Every night, the temptation grew to let it go a little further, and instead of being alarmed by this, I was thrilled.
I thought I was so grown up.
#
On a summer day full of deceptive promise, our wagon train reached the fork in the road. The wagon ruts from the Harlan-Young Party were clear, leading up a narrow, steep, winding trail. On the other hand, the northwest route, the new pass that Hastings had recommended, was flat and wide. We turned onto that trail.
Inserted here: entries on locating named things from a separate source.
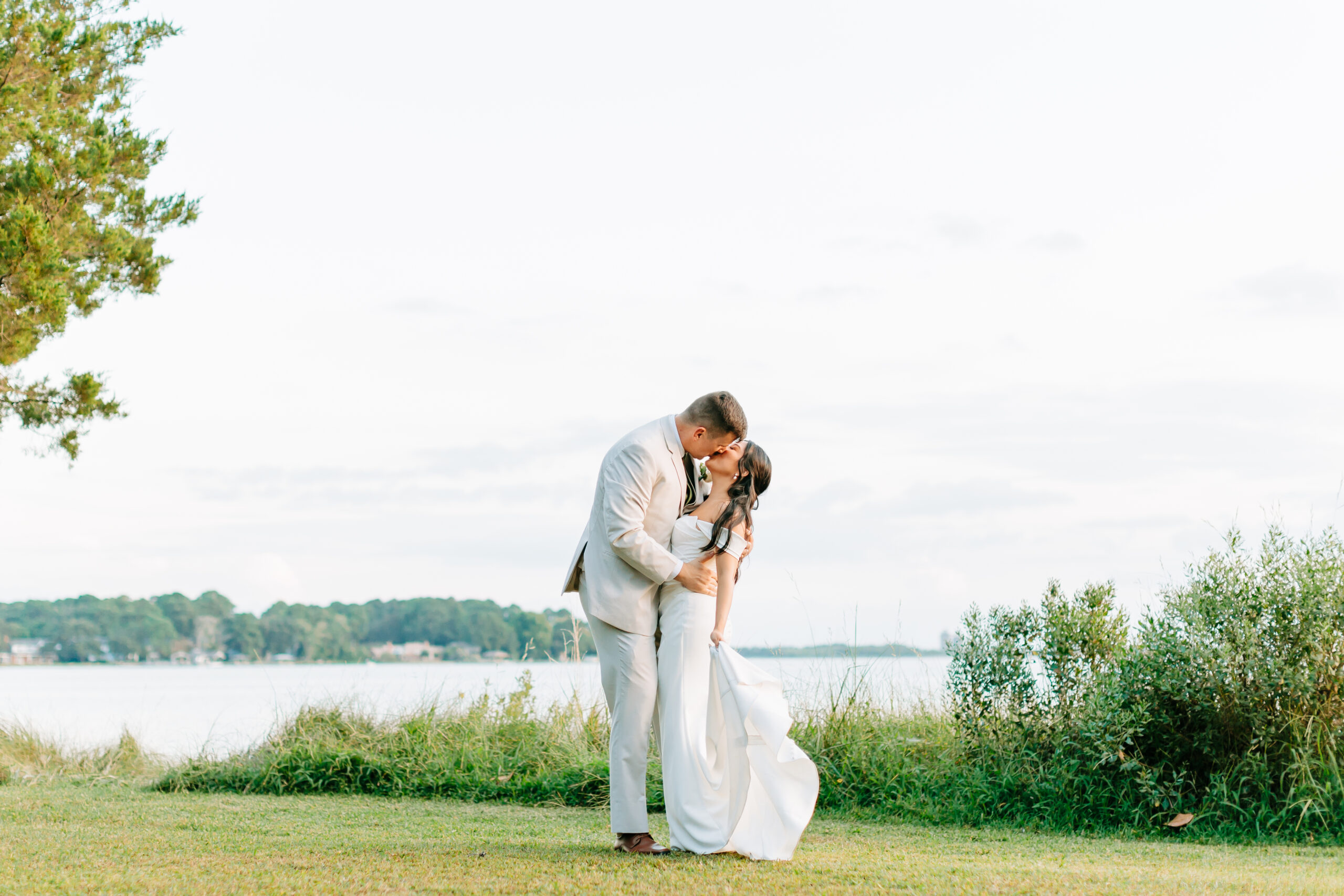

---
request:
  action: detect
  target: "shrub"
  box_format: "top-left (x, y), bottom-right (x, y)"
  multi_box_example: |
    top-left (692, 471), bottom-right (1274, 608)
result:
top-left (949, 526), bottom-right (1344, 840)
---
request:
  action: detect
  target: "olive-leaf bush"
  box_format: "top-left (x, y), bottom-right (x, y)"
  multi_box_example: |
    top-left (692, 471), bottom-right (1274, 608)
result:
top-left (949, 526), bottom-right (1344, 840)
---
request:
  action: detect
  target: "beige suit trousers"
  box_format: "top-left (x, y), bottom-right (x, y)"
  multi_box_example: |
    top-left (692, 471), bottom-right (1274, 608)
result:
top-left (579, 574), bottom-right (658, 834)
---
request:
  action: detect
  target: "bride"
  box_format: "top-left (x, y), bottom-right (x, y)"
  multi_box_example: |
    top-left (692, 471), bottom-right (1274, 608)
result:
top-left (657, 442), bottom-right (817, 860)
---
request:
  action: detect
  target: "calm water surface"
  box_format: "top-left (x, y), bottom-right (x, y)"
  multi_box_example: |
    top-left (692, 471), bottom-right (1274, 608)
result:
top-left (0, 657), bottom-right (948, 756)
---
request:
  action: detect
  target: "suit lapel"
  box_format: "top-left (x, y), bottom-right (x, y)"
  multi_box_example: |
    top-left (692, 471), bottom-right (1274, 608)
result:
top-left (663, 420), bottom-right (691, 516)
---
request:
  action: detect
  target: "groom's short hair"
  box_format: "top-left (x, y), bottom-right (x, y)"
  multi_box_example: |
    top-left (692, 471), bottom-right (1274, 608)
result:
top-left (681, 392), bottom-right (747, 439)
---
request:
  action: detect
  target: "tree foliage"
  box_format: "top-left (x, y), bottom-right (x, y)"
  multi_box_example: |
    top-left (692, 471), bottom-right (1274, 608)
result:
top-left (0, 591), bottom-right (594, 662)
top-left (0, 0), bottom-right (197, 459)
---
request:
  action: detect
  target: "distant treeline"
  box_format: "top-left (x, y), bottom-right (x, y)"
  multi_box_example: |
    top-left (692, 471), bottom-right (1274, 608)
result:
top-left (0, 591), bottom-right (593, 662)
top-left (737, 644), bottom-right (942, 658)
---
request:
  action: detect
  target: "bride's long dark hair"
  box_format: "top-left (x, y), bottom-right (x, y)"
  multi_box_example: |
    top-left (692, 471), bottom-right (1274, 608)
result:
top-left (704, 442), bottom-right (770, 582)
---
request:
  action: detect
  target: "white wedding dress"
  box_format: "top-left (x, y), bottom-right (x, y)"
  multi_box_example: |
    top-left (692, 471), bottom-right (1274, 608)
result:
top-left (657, 516), bottom-right (817, 860)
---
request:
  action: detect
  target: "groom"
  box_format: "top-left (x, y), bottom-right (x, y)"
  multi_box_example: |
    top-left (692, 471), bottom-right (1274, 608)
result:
top-left (564, 392), bottom-right (747, 856)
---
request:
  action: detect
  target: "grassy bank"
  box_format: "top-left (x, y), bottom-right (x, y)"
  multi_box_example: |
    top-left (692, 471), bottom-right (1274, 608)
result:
top-left (158, 521), bottom-right (1344, 844)
top-left (0, 783), bottom-right (1344, 896)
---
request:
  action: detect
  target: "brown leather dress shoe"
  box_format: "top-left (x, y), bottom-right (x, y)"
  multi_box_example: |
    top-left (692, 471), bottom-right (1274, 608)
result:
top-left (613, 833), bottom-right (672, 856)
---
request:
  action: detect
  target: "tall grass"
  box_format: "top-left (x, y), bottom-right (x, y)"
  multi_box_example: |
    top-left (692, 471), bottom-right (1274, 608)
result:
top-left (0, 723), bottom-right (154, 785)
top-left (158, 672), bottom-right (634, 806)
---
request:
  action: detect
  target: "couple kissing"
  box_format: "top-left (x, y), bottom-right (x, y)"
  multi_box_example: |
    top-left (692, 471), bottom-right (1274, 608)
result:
top-left (564, 392), bottom-right (817, 860)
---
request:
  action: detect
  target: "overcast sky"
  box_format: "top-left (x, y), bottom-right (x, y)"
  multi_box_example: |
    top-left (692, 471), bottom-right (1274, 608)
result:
top-left (0, 0), bottom-right (1344, 645)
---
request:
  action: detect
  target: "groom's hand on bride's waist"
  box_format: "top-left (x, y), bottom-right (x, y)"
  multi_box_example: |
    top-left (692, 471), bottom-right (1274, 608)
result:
top-left (676, 563), bottom-right (719, 598)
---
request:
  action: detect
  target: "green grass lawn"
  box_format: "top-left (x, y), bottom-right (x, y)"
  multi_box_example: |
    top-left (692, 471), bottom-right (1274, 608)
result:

At first, it seemed we had made the right decision, but after the first day, it was as if the road simply disappeared––as if the mountain itself was intent on blocking us. We came to a narrow path, and Father announced that he had found Stanton and Pike’s muddy footprints on it. There, we found a damp, smeared letter from Hastings assuring us that the road cleared only a few miles ahead.
Every able-bodied man was rousted from the drivers’ seats and those women who had been taught to drive the wagons were given the reins, including, to my great delight, me. I suppose I was too tired to be scared.
We built a road that hadn’t existed before. The men were exhausted after the first day, completely worn out. We hadn’t traveled more than a mile. The next day was even worse, and we traveled perhaps a half a mile.
We found signs of a scuffle in one of the little clearings and blood smeared on some of the leaves, but there was no sign of Stanton or Pike. It left all of us unsettled. What chance had we, dragging our huge wagons, if two men on foot could be swallowed up by the wilderness?
And where was Lansford Hastings, who had promised to come back and lead us? In the mountains, we found more letters nailed to trees, cheering us onward, deeper into our fate. I believe that if Hastings had dared to appear on the trail before us, there were those in the party who would have strung him up. Instead, the anger turned toward Father, who had advocated this road.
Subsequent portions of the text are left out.